Steißbeinfisteln entstehen meist in Folge von eingewachsenen Haaren im Bereich der Gesäßfalte. Der Körper nimmt das eingewachsene Haar als Fremdkörper wahr und reagiert mit einer Entzündung darauf. Das eingewachsene Haar bildet zusammen mit abgestorbenen Hautzellen ein abgekapseltes Knötchen, das sogenannte Haarnestgrübchen. Infiziert sich dieses Knötchen kann sich ein Abszess im Laufe der Zeit bilden. Symptome einer Steißbeinfistel können unter anderem sein: Schmerzen in der Gesäß- und Steißbeinregion, Rötung, Schwellung der Haut, Eiteraustritt aus der infizierten Fistelöffnung, Fieber, allgemeines Krankheitsempfinden.

Die Ursachen von Enddarmerkrankungen sind vielfältig und sind oft auf schwaches Bindegewebe oder eine Schädigung des Beckenbodens zurückzuführen. Zu den Symptomen der Erkrankung zählen Nässen, Jucken und Brennen des Afters. Die frühzeitige Behandlung einer Enddarmerkrankung erhöht die Aussichten auf Heilung.

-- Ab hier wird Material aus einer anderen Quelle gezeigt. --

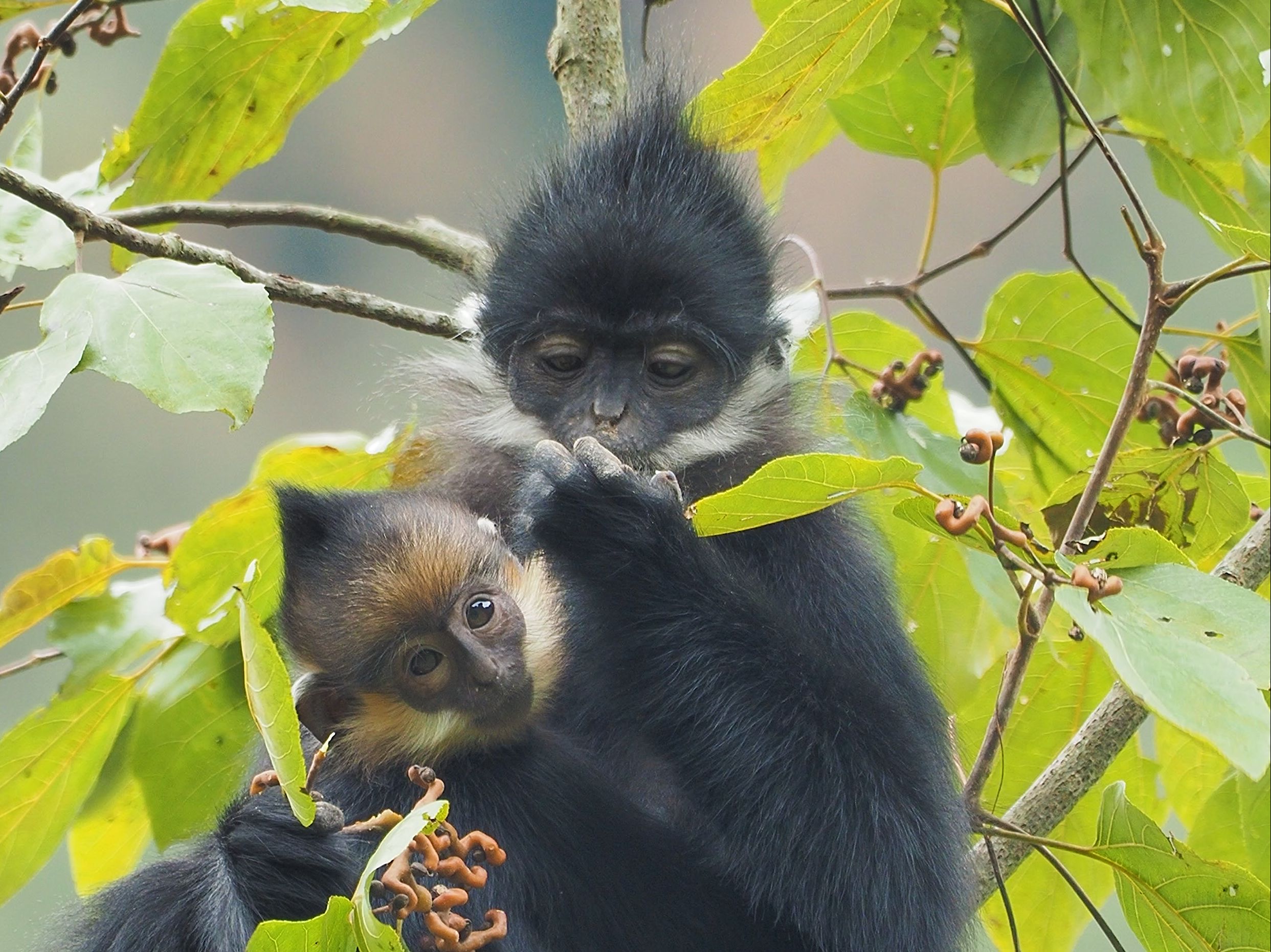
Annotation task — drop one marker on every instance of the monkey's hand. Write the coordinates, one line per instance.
(594, 513)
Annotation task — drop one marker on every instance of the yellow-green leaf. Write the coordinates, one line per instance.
(269, 697)
(1186, 493)
(64, 576)
(806, 56)
(192, 739)
(1183, 70)
(233, 533)
(111, 833)
(1063, 686)
(49, 763)
(923, 111)
(374, 936)
(1194, 649)
(1173, 900)
(793, 486)
(329, 932)
(229, 83)
(1058, 357)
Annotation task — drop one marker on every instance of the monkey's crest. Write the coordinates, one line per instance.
(640, 220)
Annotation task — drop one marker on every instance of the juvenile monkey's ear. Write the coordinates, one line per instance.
(319, 706)
(307, 519)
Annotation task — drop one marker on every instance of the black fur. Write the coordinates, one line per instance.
(756, 689)
(585, 870)
(640, 223)
(762, 678)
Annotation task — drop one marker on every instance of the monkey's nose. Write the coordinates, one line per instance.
(608, 412)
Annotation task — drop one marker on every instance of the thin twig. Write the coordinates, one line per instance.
(585, 55)
(929, 233)
(1118, 169)
(1084, 759)
(8, 103)
(1178, 291)
(281, 288)
(429, 238)
(1006, 896)
(37, 658)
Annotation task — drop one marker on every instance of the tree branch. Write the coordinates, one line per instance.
(1106, 731)
(429, 238)
(281, 288)
(8, 103)
(585, 55)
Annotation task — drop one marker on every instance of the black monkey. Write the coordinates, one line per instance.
(422, 640)
(754, 689)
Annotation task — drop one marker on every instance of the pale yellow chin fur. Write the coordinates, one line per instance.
(389, 731)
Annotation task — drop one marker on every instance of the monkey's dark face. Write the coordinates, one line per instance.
(632, 393)
(416, 628)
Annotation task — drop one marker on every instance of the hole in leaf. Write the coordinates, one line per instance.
(1041, 364)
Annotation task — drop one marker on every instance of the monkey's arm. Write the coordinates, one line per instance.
(826, 777)
(260, 864)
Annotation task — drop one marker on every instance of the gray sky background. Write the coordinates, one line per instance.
(447, 120)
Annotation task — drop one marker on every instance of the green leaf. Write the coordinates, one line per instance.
(28, 379)
(1194, 649)
(793, 486)
(1131, 548)
(112, 830)
(1252, 242)
(791, 148)
(1235, 824)
(1172, 898)
(192, 740)
(1191, 772)
(1064, 683)
(871, 341)
(806, 56)
(191, 337)
(329, 932)
(64, 576)
(953, 628)
(269, 697)
(112, 632)
(921, 511)
(1186, 493)
(374, 936)
(31, 238)
(1181, 70)
(228, 87)
(1015, 105)
(233, 533)
(923, 111)
(49, 763)
(1210, 190)
(1058, 357)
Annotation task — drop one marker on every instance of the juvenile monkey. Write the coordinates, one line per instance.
(422, 640)
(730, 681)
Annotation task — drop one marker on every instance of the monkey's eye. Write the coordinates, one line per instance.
(669, 372)
(480, 612)
(564, 364)
(423, 661)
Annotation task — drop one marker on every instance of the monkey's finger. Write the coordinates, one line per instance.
(599, 461)
(552, 459)
(665, 481)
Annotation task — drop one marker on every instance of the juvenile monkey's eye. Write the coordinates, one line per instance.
(564, 362)
(480, 612)
(423, 661)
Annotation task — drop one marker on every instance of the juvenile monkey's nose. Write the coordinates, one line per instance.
(608, 410)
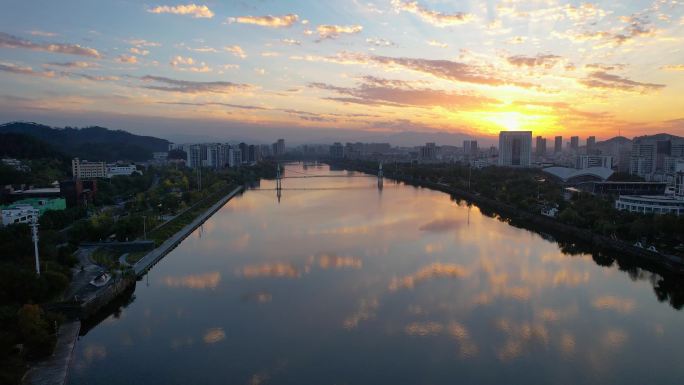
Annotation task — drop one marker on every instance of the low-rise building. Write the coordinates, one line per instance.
(16, 164)
(41, 204)
(121, 170)
(651, 204)
(83, 169)
(589, 161)
(19, 214)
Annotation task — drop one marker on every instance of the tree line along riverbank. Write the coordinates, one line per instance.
(155, 206)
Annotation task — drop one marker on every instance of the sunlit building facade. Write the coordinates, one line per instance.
(515, 148)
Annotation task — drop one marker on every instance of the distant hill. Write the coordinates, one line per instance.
(92, 143)
(23, 146)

Zu den häufigsten Erkrankungen des Enddarms zählen Hämorrhoiden, Analfisteln (Gangbildungen meist im Rahmen von Entzündungen), Schleimhauteinrisse (Analfissuren), Ansammlungen von Eiter (Abszesse), Analvenenthrombosen und oberflächliche Hautreizungen (Analekzeme). Seltener treten bösartige Erkrankungen wie Analpapillome oder Analkarzinome auf.

Eine operative Behandlung ist nur erforderlich, wenn konservative Methoden keine Linderung versprechen. Dies gilt insbesondere für Hämorrhoiden und Analfissuren. Tumore im Enddarmbereich müssen meist ebenfalls operativ entfernt werden. Mithilfe von Spezialverfahren können zudem auch schwerwiegende Erkrankungen in der Analgegend behandelt werden.

Zu den häufigsten Erkrankungen des Enddarms zählen Hämorrhoiden, Analfisteln (Gangbildungen meist im Rahmen von Entzündungen), Schleimhauteinrisse (Analfissuren), Ansammlungen von Eiter (Abszesse), Analvenenthrombosen und oberflächliche Hautreizungen (Analekzeme). Seltener treten bösartige Erkrankungen wie Analpapillome oder Analkarzinome auf.